Брови доктора снова сошлись в одну линию.
– Morto, – сказал он и поднял вверх три пальца. – Tutti e tre figli[54]. Morto, morto, morto. Война. Умирать. Три.
Обхватив руками знакомые книги, Роберт, к своему великому стыду, разрыдался. От сотрясавших его рыданий он не мог дышать, но не мог и остановиться. Шум привлек в комнату женщину и девушку. Но семью не обескуражили его рыдания. Женщина просто погладила его по здоровому плечу, говоря что-то утешительное, а девушка побежала за водой. Он принял воду с благодарностью и выпил.
– Не стесняться, – сказала женщина, когда он немного успокоился. – Я хочу, пожалуйста, сказать: ты не должен стесняться. Мы все терять родные. Мы все знать потеря. – Голос ее дрожал. – Может, я не говорить по-английски хорошо, но я решить сказать. – Она взяла стопку книг и переложила их на ночной столик. – Теперь, прошу тебя, спать. Когда тебе быть лучше, ты читать эти книги и учить итальянский. Не бояться. Мой муж иметь ружье, если fascisti прийти. Но я думаю, они больше не прийти.
В последующие дни всем на Кастелламаре стало очевидно, что время фашистов на острове сочтено. Il conte и Арканджело сняли свои черные рубашки и распустили Balilla. Затем, встревоженные неподтвержденными слухами о том, что inglesi отберут медали, военные фотографии и извещения о смерти их мужей и сыновей на войне, люди потянулись в огороды и поля, чтобы зарыть эти реликвии. И даже Амедео как-то ночью взял медаль Флавио, завернул ее в лоскут кожи и запрятал под пальмой во дворе.
В лунном свете листья пальмы казались покрытыми воском, а шерсть спящего Мичетто серебрилась. Когда Амедео возвращался в дом, отряхивая испачканные землей пальцы, ему показалось, что боль немного притупилась, как после кризиса при простуде.
Пина постепенно узнавала подробности о чужестранце. Он англичанин, а не американец, доложила она. По мнению Амедео, именно это объясняло его сконфуженное бормотание в присутствии Марии-Грации. Ему было двадцать пять – на два года старше Туллио. И хотя Пина справлялась в словаре, но не была абсолютно уверена, что он употребил слово «подкидыш», когда рассказывал о себе.

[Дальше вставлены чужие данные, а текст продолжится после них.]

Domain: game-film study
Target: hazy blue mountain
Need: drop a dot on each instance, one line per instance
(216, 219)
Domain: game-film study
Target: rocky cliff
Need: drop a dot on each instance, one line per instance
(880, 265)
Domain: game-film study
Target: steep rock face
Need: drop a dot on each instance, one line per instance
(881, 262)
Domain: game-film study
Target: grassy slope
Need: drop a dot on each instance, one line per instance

– Подкидыш! – возликовал Амедео. – Ну конечно, он уже Эспозито!
Пина прищурилась:
– Amore, он не твой сын.
Но как же ему было не видеть в этом мальчике замену сына? У Амедео даже зародилась робкая, но отчаянная надежда, что в один прекрасный день хоть один из сыновей вернется, ведь война официально закончилась. Если они спасли этого мальчика, то, может, какой-то добрый англичанин спас и их сына.

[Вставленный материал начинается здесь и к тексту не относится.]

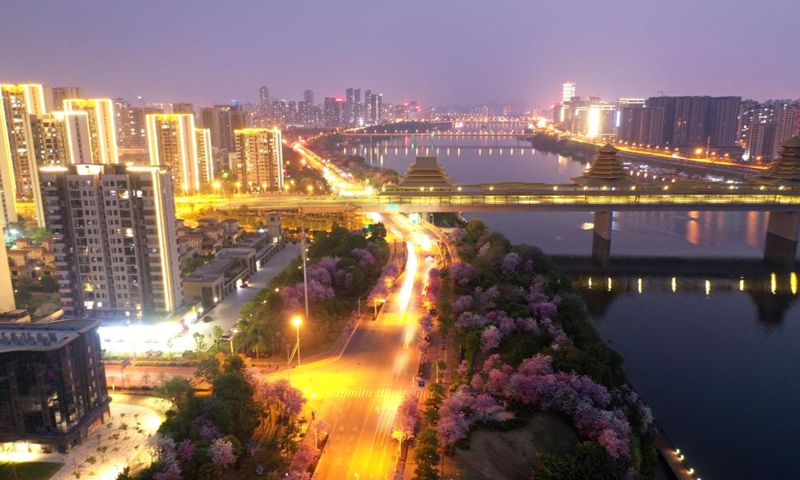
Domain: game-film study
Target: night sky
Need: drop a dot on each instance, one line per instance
(438, 52)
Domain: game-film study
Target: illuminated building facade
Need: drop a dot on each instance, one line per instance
(7, 302)
(115, 239)
(103, 133)
(260, 159)
(53, 389)
(59, 94)
(172, 142)
(223, 120)
(61, 138)
(205, 155)
(568, 90)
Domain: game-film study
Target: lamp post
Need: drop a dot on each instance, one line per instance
(297, 321)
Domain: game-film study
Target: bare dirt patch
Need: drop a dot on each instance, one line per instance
(512, 455)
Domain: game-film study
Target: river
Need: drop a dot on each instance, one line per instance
(713, 351)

Жители острова мало-помалу начали воспринимать раненого иностранца, лежавшего в доме доктора, не как проклятие, а как благословение. Если на остров высадятся английские товарищи солдата или американцы на джипах с развевающимся флагами, то они непременно увидят, сколь по-доброму отнеслись на острове к их соплеменнику, сколь хорошо заботились о нем – как о родной душе. И разве это не еще одно чудо, сотворенное святой Агатой, – явление из моря утопленника на исходе войны? С утра и до вечера городские вдовы шли к дверям «Дома на краю ночи» с блюдами печеных баклажанов и бутылками домашних настоек – подношения чужестранцу. Рыбаки, возвращаясь с дневной ловли, непременно приносили свежайших sarde[55]. А иные из девушек, чьи возлюбленные пока еще не вернулись домой, накрасили губы помадой, чего не делали с начала войны, и пришли умолять Марию-Грацию позволить хоть глазком глянуть на солдатика.
Мария-Грация отправила поклонниц вовсвояси, хотя – и в том она себе ни за что не призналась бы – двигала ею отнюдь не забота о здоровье англичанина.

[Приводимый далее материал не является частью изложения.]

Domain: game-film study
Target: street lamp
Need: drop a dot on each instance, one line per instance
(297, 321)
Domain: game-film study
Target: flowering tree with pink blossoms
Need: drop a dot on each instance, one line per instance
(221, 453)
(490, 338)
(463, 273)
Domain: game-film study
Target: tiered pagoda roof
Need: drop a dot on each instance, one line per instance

– Не хочет он вас видеть, – пробормотала она из-за стойки бара, но так, чтобы разочарованные поклонницы не услышали. – Он уже вне опасности, но посмотрит на ваши размалеванные лица и снова сляжет.
Джезуина, не устававшая повторять, что бедняжке Марии-Грации даже объедков не перепадает, очнулась от своей дремоты пополам с глухотой и довольно хохотнула.
Но правда состояла в том, что опасность для англичанина еще не отступила. Сидя у постели молодого человека, Амедео чувствовал себя участником борьбы за жизнь – так же, как чувствовал он это при рождении трех своих младших детей. Температура у парня то падала, то взлетала. Жар сменялся ознобом. Рана на плече загноилась.
– Промой рану святой водой, благословленной святой Агатой, – предложила Джезуина. – Поможет, клянусь.
– Что поможет, – отвечал Амедео, – так это таблетки сульфаниламида.
Джезуина скривилась от столь неприкрытого богохульства и заковыляла прочь. Но вскоре вернулась с медальоном святой Агаты, камешком-амулетом в виде Мадонны и бутылкой святой воды с прошлогоднего фестиваля.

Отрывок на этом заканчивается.